Parts of Sudan and Ethiopia, the Central African nations surrounding Lake Victoria and the continent's southwest, including parts of South Africa, Mozambique and Zimbabwe are considered climate change overlap hotspots Müller and his team report.
"These regions are the ones in sub-Saharan Africa where, by the end of the century, a combination of high likelihood and possibly severe climate change impacts hits territories with relatively high population and high poverty rates," the authors said in a statement.
"We tried to identify the places where climate change really hurts most," Müller said, adding that large countries like Nigeria and the tropical forests of the Congo region are likely to be much less affected.
The study authors said that while most climate change impact work in Africa as focused on one type of problem, this new research combines multiple climate and ecosystem stress points.
"It's all about risks," said Hermann Lotze-Campen, co-chair of PIK's Climate Impacts and Vulnerability research domain. "We have to live with uncertainties: we don't have perfect data about future impacts of climate change, but computer simulations can help to understand likelihoods and possible impacts. Climate change clearly threatens people's livelihoods and thus cannot be ignored.

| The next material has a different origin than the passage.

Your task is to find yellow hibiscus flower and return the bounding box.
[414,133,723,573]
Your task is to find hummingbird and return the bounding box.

Based on likelihoods and values at stake, we have to make decisions now - as we always do when we're building a dike or for instance pass regulations on flight safety."
This study provides the people on the ground with information they can hopefully use to then decide what to do," Lotze-Campen said. "A continental scenario analysis like this one can never be a blueprint for adaptation, as it of course lacks the local expertise. Yet it can help to decide where to best put the limited resources in the countries most affected by climate change."